Hace 2 años yo volaba en globo por Capadocia, Turquía profunda, tomando aire para hacerme fuerte y poco más grande.
En cada exhalación dejaba caer mis temores a lo imprevisto, al manejo técnico del piloto del globo e incluso al temor acumulado por los otros 10 u 11 pasajeros que íbamos en el aparato. Y el aparato subía y subía movido por un juego frágil de fuego, aire/ aire y fuego. Al mismo tiempo, y dado que el costo de este viaje era significativo, quería aprovechar cada segundo de la elevación, el viaje, las fotos del amanecer, las figuras de las piedras, las piedras hechas figuras y el aterrizaje…
Hoy quizás no vuelo en Santiago, pero con los pies bien puestos en la tierra, sobre dos ruedas, tuve una experiencia tan memorable como aquella.

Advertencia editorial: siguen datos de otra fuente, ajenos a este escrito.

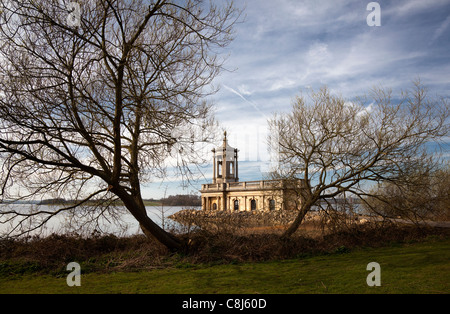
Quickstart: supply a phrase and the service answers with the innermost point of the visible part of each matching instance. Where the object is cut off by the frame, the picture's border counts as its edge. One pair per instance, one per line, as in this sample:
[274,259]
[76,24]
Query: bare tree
[89,106]
[338,146]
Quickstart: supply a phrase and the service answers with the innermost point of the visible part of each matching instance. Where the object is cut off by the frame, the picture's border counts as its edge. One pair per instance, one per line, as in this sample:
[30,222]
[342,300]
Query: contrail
[245,99]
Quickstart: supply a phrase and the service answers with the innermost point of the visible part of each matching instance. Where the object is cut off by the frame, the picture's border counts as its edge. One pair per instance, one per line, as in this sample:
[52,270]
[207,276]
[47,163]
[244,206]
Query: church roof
[225,149]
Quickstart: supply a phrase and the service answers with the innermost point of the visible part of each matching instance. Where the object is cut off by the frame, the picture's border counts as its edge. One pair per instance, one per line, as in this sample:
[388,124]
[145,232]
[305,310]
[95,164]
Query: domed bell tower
[225,161]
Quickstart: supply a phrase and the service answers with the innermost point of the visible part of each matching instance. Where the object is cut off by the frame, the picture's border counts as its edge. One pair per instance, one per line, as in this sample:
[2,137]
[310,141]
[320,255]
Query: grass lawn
[407,268]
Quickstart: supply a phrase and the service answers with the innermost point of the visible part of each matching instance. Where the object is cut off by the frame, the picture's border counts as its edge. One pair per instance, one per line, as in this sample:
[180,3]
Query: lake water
[119,222]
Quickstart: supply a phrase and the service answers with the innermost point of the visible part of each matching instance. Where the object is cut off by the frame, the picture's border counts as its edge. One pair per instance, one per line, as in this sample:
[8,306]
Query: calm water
[119,222]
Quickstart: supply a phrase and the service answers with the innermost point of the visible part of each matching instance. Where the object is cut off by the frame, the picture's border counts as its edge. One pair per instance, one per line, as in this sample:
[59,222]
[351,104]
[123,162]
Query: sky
[284,48]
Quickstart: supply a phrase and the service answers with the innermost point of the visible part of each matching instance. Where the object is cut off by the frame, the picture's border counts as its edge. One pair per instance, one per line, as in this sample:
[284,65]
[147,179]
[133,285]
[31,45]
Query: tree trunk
[305,208]
[148,226]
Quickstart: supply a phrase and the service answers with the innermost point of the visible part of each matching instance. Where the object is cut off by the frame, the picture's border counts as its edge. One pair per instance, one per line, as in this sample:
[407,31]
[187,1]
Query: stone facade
[226,193]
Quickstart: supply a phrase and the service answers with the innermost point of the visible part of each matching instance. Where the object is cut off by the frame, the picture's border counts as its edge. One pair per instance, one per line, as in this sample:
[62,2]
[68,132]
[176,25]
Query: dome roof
[225,149]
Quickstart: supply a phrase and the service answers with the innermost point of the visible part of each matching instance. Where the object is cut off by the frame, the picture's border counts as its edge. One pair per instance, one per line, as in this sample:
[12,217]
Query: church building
[227,193]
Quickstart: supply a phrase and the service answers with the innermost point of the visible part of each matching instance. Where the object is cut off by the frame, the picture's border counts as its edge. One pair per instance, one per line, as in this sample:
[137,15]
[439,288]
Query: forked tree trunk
[148,226]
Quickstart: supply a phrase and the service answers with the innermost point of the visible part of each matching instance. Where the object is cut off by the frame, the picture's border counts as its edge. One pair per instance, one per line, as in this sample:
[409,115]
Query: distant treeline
[182,200]
[173,200]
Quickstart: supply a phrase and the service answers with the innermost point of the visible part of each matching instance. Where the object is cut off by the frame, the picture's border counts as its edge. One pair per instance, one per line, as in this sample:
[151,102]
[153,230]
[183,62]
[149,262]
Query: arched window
[253,205]
[272,205]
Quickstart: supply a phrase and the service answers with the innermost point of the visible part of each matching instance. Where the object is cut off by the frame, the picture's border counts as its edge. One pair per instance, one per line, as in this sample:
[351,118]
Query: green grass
[410,268]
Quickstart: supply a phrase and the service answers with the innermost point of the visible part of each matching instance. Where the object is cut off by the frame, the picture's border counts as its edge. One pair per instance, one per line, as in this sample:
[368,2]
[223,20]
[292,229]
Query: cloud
[440,30]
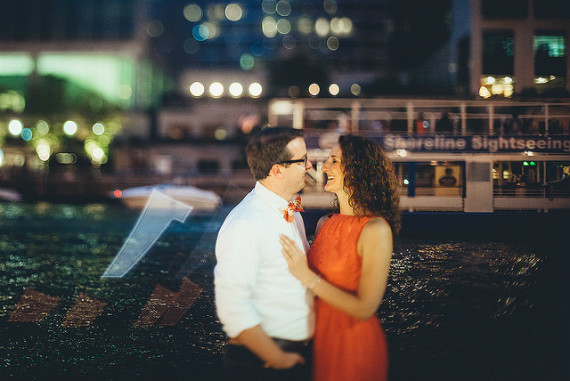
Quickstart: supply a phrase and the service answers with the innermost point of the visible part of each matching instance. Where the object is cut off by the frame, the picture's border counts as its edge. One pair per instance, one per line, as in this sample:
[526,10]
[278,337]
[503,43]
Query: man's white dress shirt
[253,284]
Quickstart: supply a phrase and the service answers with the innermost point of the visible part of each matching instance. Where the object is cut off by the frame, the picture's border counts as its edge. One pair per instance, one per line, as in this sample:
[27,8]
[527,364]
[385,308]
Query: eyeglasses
[303,160]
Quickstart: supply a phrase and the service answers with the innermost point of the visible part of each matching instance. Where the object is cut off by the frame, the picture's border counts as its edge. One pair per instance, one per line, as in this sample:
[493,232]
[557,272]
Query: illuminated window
[498,52]
[549,55]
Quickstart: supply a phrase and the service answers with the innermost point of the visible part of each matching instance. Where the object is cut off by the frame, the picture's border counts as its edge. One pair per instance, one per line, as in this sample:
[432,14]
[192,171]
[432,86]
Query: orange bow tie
[294,206]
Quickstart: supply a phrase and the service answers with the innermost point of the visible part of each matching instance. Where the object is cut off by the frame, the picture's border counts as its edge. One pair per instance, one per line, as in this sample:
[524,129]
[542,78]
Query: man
[265,311]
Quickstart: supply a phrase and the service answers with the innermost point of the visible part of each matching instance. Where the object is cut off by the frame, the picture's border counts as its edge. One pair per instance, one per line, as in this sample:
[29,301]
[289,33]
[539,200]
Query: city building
[73,74]
[507,47]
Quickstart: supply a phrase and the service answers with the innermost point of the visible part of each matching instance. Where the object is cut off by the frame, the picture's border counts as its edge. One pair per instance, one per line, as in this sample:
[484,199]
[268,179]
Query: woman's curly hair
[370,180]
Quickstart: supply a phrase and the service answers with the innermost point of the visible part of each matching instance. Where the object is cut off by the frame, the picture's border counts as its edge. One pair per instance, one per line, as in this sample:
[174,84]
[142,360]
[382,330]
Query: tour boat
[198,199]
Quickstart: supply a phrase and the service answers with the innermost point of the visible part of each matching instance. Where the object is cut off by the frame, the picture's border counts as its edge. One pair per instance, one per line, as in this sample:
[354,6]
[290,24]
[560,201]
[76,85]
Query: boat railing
[423,116]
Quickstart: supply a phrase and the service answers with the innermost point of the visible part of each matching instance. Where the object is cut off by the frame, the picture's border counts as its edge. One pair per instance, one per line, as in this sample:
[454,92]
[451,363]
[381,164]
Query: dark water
[488,301]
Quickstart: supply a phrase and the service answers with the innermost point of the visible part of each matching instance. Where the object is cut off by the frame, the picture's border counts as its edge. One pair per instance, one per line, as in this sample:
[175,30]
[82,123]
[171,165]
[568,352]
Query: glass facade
[550,54]
[551,9]
[350,35]
[67,20]
[498,53]
[505,9]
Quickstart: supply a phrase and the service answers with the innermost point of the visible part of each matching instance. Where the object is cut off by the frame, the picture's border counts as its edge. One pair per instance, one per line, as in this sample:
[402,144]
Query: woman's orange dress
[345,348]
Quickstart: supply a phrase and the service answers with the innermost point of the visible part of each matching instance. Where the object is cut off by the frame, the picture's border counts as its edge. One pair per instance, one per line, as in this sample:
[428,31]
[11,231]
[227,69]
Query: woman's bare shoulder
[320,222]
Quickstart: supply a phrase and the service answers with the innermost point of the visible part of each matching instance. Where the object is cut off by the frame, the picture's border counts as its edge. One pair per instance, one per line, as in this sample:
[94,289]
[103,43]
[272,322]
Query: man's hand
[286,360]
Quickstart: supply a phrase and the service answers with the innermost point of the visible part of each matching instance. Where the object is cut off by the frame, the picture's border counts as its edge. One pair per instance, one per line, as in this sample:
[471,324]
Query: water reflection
[444,299]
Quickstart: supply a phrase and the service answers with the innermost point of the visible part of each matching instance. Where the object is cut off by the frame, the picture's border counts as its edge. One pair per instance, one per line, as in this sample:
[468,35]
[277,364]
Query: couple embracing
[299,313]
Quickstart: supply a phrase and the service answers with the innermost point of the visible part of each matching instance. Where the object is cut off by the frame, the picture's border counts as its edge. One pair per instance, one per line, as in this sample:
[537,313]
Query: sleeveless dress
[345,348]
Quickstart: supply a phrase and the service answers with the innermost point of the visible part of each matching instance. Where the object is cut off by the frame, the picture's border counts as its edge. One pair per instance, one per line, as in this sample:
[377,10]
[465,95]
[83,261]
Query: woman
[348,263]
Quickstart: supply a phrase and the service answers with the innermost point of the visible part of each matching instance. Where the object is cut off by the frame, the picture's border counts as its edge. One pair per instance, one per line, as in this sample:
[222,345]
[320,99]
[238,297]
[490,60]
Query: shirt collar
[270,198]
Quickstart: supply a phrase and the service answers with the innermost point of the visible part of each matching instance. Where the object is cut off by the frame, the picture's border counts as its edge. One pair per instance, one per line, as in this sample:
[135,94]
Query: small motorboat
[198,199]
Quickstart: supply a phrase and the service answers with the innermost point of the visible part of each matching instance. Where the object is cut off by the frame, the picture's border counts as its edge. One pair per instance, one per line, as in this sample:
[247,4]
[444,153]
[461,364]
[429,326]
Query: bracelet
[314,282]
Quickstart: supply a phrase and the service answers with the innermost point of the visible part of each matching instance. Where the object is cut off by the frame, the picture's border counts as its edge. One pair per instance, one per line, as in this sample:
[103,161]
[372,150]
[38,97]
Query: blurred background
[95,92]
[101,97]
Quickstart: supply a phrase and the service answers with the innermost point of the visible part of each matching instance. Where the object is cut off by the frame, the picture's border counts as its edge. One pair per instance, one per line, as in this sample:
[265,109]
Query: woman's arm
[375,248]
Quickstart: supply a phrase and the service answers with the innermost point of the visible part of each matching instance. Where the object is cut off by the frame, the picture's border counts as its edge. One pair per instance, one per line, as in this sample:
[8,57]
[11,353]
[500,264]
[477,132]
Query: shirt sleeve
[238,257]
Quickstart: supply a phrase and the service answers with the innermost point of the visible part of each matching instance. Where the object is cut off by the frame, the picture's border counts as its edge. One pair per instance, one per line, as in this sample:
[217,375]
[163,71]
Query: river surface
[468,303]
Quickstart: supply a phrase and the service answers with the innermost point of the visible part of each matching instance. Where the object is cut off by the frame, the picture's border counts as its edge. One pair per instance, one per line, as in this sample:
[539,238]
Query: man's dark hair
[267,148]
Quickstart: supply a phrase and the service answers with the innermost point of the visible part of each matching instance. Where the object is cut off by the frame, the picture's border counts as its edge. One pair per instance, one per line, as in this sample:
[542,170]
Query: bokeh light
[197,89]
[269,26]
[334,89]
[42,127]
[200,32]
[283,26]
[333,43]
[43,150]
[234,12]
[305,25]
[26,134]
[216,89]
[70,128]
[192,12]
[15,127]
[355,89]
[314,89]
[98,129]
[246,61]
[236,89]
[255,90]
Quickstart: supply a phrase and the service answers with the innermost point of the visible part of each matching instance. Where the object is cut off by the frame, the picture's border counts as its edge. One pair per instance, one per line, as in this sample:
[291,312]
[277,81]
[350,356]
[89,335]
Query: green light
[106,75]
[16,64]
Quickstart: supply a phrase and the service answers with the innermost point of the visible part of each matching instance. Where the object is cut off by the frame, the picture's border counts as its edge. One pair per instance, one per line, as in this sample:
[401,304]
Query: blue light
[26,134]
[200,32]
[257,49]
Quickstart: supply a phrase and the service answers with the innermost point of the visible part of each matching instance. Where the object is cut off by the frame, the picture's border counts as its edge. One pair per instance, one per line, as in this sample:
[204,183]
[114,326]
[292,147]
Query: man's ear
[276,171]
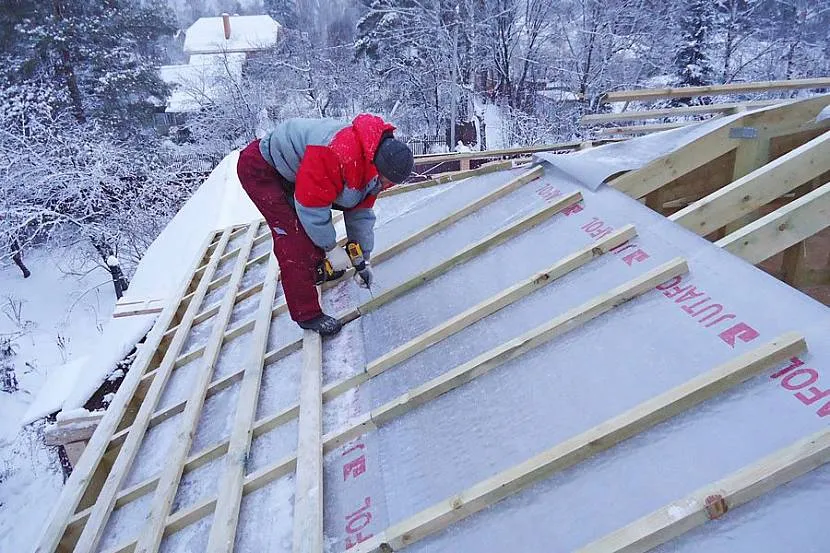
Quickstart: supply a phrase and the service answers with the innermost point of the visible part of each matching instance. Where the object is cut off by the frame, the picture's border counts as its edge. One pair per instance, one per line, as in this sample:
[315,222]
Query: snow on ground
[219,202]
[55,317]
[247,32]
[67,343]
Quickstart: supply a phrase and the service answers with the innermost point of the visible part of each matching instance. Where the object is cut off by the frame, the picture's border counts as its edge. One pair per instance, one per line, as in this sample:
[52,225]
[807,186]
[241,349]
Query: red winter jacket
[330,164]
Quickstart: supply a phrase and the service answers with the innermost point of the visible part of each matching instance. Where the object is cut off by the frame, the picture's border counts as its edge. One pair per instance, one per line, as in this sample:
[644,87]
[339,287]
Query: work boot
[322,324]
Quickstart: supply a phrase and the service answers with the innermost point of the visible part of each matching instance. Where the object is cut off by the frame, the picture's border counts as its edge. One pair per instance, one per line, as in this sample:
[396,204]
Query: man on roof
[296,175]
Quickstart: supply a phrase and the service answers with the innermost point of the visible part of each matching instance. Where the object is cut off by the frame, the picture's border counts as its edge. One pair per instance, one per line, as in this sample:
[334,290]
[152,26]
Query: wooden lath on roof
[235,270]
[686,115]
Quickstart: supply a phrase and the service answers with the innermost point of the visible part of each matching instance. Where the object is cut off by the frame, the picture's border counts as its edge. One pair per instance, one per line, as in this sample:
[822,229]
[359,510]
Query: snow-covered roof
[558,95]
[247,33]
[218,202]
[202,80]
[539,362]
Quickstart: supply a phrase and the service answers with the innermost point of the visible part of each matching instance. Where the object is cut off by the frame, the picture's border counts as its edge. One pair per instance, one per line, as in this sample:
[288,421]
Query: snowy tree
[284,11]
[692,60]
[97,58]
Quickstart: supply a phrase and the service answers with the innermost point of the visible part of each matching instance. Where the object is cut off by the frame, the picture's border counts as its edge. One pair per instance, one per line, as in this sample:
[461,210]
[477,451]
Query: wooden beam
[731,88]
[473,250]
[226,517]
[82,474]
[308,493]
[792,266]
[171,472]
[645,129]
[496,357]
[465,254]
[757,188]
[138,307]
[596,118]
[678,517]
[500,192]
[782,228]
[777,120]
[508,296]
[585,445]
[484,309]
[444,178]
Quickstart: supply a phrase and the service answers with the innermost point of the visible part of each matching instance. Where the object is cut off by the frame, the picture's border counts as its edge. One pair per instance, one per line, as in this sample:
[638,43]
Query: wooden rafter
[784,227]
[731,88]
[77,484]
[757,188]
[308,495]
[597,118]
[412,399]
[739,488]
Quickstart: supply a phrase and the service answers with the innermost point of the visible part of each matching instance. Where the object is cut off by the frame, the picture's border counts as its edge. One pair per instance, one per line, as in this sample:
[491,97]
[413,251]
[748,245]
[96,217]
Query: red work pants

Fue breve, como el viaje en globo, como el tiempo que te tardas en dar un beso, en comerte la mejor uva del mundo o el tiempo que dura un tulipán.
Iba yo en bicicleta bajando por calle Echeñique, en Ñuñoa…el cielo a esa hora de la tarde mostraba más nubes que sol, nubes de esas guatonas e infladas, hermosas. El aire del camino no impedía ir mirando árboles, reconociendo casas, estilos de vida, tiempos privados que, como yo, iban en continuo movimiento:mamás con guaguas en coche, trotadores fosforescentes y repartidores de bebidas, pasaban como rayones en medio de las imágenes más inmóviles de iglesias, puertas de edificios, árboles en flor, plazas de esquina y almacenes, tapicerías, reparadoras de muebles, muros rayados, carnicerías, peluquerías con nombres de mujer.
Lo simple también permite volar…
Porque solo desde la tierra puedes levantar la vista hacia el cielo, y volar.